OWASP Secure Coding Practices Quick Reference Guide

§Error Handling and Logging (Secure Coding Practices Checklist). Related items appear in §Authentication and Password Management, §Access Control, and §System Configuration — all of the form “… should fail securely.”

“Error handling logic associated with security controls should deny access by default.”

Supports: Establishes the foundational fail-secure / default-deny pattern that this AI control specialises.

Does not prove: Does not name LLMs, agents, or confidence signals. Generic secure-coding guidance.

Reference 5
Published July 2024

NIST AI 600-1 — Generative AI Profile (NIST AI RMF)

MEASURE 2.6 — “AI system is evaluated regularly for safety risks”

“The AI system to be deployed is demonstrated to be safe, its residual negative risk does not exceed the risk tolerance, and it can fail safely, particularly if made to operate beyond its knowledge limits.”

Supports: Names “fail safely … when made to operate beyond its knowledge limits” as a deployment-evaluation requirement. The “knowledge limits” framing is the closest NIST analogue to a confidence-threshold gate.

Does not prove: Does not specify how the fail-safe trigger fires, or that confidence/logprob signals are the trigger. (Earlier Helmwart copy cited MEASURE 2.7 — that action is about security/resilience evaluation, not fail-safety, and was a misattribution; corrected to 2.6.)

Reference 6
Bundled with Threats & Mitigations v1.1 · December 2025

OWASP Agentic AI Mitigation Playbook P2 (Memory Poisoning)

No verbatim excerpt pulled yet — open the original to verify the cited section.

Supports: Names the pattern of routing unverified or suspect outputs into review rather than letting them propagate unchecked.
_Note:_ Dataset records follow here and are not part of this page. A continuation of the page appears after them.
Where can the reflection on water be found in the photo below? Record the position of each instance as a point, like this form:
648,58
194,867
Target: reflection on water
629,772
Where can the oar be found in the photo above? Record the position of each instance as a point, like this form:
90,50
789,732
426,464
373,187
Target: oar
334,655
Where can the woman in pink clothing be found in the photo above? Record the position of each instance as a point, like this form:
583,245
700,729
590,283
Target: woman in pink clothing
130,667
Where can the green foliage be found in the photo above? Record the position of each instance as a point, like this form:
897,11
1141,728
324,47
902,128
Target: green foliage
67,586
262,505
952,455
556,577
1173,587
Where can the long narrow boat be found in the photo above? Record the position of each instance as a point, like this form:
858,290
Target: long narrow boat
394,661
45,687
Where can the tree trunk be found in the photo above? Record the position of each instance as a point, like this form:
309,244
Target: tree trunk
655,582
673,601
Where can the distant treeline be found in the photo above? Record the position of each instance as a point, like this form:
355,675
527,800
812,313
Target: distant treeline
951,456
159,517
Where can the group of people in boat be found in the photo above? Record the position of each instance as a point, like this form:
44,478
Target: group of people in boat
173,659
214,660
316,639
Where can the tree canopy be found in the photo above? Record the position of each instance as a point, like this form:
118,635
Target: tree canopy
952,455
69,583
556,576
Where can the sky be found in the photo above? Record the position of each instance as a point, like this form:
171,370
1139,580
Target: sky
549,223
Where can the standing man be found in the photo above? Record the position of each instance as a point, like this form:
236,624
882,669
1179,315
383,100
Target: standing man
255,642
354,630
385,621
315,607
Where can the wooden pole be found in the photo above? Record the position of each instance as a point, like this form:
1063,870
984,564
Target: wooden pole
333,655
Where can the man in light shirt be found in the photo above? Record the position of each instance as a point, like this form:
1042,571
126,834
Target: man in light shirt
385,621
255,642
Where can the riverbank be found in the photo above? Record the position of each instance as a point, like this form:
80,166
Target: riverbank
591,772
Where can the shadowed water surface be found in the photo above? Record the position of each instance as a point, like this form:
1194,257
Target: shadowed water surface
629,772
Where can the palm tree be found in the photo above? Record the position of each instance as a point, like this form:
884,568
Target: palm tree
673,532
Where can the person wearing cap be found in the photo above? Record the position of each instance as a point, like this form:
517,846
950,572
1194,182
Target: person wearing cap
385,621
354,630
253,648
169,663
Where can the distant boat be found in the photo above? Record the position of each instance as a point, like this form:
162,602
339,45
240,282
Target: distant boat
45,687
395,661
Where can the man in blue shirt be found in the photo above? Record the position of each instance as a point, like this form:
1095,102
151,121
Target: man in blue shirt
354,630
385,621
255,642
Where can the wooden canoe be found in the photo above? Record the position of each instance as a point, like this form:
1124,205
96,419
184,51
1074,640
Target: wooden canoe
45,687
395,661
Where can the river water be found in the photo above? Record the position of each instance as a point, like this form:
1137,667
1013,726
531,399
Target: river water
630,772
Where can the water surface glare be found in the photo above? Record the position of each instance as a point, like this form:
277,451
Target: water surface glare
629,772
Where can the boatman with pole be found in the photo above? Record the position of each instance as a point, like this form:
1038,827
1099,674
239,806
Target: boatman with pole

Does not prove: Internal Helmwart mapping of the playbook into a page; not the source of the fail-secure principle itself.

Reference 7
ATLAS catalogue (continuously updated)

MITRE ATLAS AML.M0029 — Human-in-the-Loop

No verbatim excerpt pulled yet — open the original to verify the cited section.

Supports: Defines the human-review escalation path that the refusal opens onto.

Does not prove: Does not specify how the refusal is triggered or where the confidence threshold sits.

Reference 8
Proc. IEEE 63(9), 1278–1308 · September 1975

Saltzer & Schroeder, “The Protection of Information in Computer Systems” (1975)

§3.A “Design principles” — Principle (b) Fail-safe defaults

“Base access decisions on permission rather than exclusion … the default situation is lack of access, and the protection scheme identifies conditions under which access is permitted. … A design or implementation mistake in a mechanism that gives explicit permission tends to fail by refusing permission, a safe situation, since it will be quickly detected.”

Supports: Original academic statement of fail-safe defaults — the design principle this AI control inherits.

Does not prove: Predates LLMs and agentic AI by five decades. Does not discuss confidence signals.